Inside a huge compound on Thailand-Cambodia border where 10,000 workers scammed people globally

In the border town of O’Smach straddling Thailand and Cambodia, a recently seized illicit operation laid bare the staggering, industrial-scale expansion of transnational cyber scam networks that have exploded across Southeast Asia in the years since the COVID-19 pandemic.

For a journalist who has tracked the rise of these criminal compounds for years from a base in the region, and visited multiple scam centers before, the size of the O’Smach Resort complex—seized by Thailand’s military during a December border conflict with Cambodia—still defied prior expectations. Covering roughly 197 acres, an area equal to 150 full-sized American football fields, it dwarfed every other scam facility the reporter had previously observed.

Thailand’s military organized a guided media tour of the seized compound this week, revealing the full scope of the well-established criminal operation that once operated from the site. Thai officials stated they seized the territory after Cambodian actors used the complex as a base for cross-border attacks during the December dispute.

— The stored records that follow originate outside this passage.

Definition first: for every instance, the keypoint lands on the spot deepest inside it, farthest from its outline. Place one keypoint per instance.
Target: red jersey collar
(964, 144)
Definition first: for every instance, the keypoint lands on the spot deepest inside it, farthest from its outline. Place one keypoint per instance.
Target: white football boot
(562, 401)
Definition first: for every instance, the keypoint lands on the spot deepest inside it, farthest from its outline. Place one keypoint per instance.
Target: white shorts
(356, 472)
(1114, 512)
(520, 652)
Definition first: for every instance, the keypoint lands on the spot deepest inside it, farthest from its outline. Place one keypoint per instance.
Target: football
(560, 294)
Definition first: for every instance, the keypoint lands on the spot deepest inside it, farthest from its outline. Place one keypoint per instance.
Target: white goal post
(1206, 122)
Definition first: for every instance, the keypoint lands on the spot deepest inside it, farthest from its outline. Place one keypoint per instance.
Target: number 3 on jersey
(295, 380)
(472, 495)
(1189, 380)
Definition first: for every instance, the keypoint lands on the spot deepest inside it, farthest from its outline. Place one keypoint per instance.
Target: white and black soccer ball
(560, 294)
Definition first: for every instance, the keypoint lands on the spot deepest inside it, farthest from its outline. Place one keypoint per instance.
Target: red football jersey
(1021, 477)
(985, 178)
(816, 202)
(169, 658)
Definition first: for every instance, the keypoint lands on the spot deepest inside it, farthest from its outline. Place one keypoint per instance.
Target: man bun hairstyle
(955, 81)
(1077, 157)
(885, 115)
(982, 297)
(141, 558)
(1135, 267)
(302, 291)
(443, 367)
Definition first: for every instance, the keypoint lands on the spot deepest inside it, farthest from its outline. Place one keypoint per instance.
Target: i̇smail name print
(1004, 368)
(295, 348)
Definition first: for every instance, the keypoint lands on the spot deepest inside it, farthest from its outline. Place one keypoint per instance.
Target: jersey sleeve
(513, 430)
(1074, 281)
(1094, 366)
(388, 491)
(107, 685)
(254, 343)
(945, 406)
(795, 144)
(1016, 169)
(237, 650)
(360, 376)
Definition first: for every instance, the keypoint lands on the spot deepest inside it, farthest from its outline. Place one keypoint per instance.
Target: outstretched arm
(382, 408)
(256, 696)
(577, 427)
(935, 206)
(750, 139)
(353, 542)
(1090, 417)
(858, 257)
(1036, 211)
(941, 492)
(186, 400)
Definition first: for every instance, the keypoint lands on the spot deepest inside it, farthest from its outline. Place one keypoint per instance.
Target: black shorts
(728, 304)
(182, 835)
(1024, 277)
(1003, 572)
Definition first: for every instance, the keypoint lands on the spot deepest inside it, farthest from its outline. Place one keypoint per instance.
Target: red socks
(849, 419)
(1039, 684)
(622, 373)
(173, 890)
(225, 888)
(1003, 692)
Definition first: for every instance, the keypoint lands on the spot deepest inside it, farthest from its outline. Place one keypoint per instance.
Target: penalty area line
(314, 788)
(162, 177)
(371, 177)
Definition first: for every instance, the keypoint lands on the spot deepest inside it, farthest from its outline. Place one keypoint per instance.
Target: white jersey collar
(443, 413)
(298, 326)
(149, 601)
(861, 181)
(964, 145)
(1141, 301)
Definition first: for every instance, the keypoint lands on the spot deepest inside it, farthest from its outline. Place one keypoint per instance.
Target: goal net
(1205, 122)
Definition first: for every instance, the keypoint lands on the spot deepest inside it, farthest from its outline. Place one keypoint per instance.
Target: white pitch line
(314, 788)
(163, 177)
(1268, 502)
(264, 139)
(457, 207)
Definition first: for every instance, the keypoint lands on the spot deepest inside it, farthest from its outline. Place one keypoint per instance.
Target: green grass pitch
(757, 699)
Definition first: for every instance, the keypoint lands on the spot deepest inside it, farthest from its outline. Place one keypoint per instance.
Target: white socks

The compound, bearing the innocuous name O’Smach Resort, is linked to Cambodian politician Ly Yong Phat, who is already sanctioned by the United States for documented human rights abuses tied to the same site. While it remains unconfirmed whether ongoing expansion work at the complex is also tied to Ly, visible signs of new construction are scattered across the self-contained facility: stacks of unused bricks and idle construction cranes dot the landscape, indicating the criminal network was actively growing its operations before the seizure.

Inside the complex, the infrastructure is built explicitly to support large-scale coordinated fraud. In total, the site holds 157 separate structures. Twenty-nine of these are dedicated office buildings for scam operating companies, while the rest include mass worker dormitories, luxury staff apartments, and even three-story private villas for senior criminal leaders. Thai military estimates suggest at least 10,000 people resided and worked within the compound at the height of its operation. To accommodate the majority Chinese workforce that ran the scams, the compound even hosts a range of regional Chinese dining options, from spicy Hunan dishes and southern Chinese Shaxian delicacies to Sichuan-style hot and sour rice noodles.

During the tour, reporters were led to a four-story office building where scammers specifically targeted American victims. The office was left largely intact after the seizure: half-eaten snacks remained on desks, and every workstation held detailed scam scripts and notes written in Chinese. American SIM cards were scattered across surfaces, confirming the operation’s direct targeting of United States consumers.

One of the recovered scripts illustrates the sophisticated, long-con tactics scammers use to manipulate victims. The 24-page document builds out an elaborate backstory for a fake female persona named Mila, who is framed as a successful trader with huge earnings from gold options trading. The script goes far beyond basic financial fraud framing: it adds deeply personal details, including the death of Mila’s husband from leukemia when their daughter was an infant, childhood bullying, and a move to South Africa to live with her uncle as a teenager. These manufactured emotional details are designed to build trust with targets over weeks or months before scammers move to steal their money.

The revelation of this massive single compound lines up with broader estimates from global authorities. The U.N. Office of the High Commissioner for Human Rights currently estimates that roughly 300,000 people are trapped in the scam industry across Southeast Asia, many of them coerced into committing fraud against victims worldwide. Newly released FBI data this week underscores the staggering human cost for one major target market: U.S. consumers lost nearly $21 billion to all types of scams in 2023 alone.

While both Thailand and Cambodia have made public pledges to crack down on cross-border cyber scam operations, senior Thai officials emphasized that the problem is fundamentally global in scope, and cannot be solved by two neighboring countries acting alone. “Every country of the world has to join together to solve this problem. We cannot do it alone with Cambodia and Thailand,” stated Air Chief Marshal Prapas Sornchaidee, one of the senior military officials leading the media tour.

Recent regional developments signal growing momentum to address the crisis: Cambodia has recently advanced new legislation that would impose penalties as severe as life imprisonment for operators of illicit scam centers, and multiple countries have already extradited high-profile scam suspects back to their home jurisdictions to face charges. Still, the discovery of a 10,000-person fully operational scam compound near the Thai-Cambodian border makes clear that transnational criminal networks have already built a far larger infrastructure than many global leaders had previously acknowledged.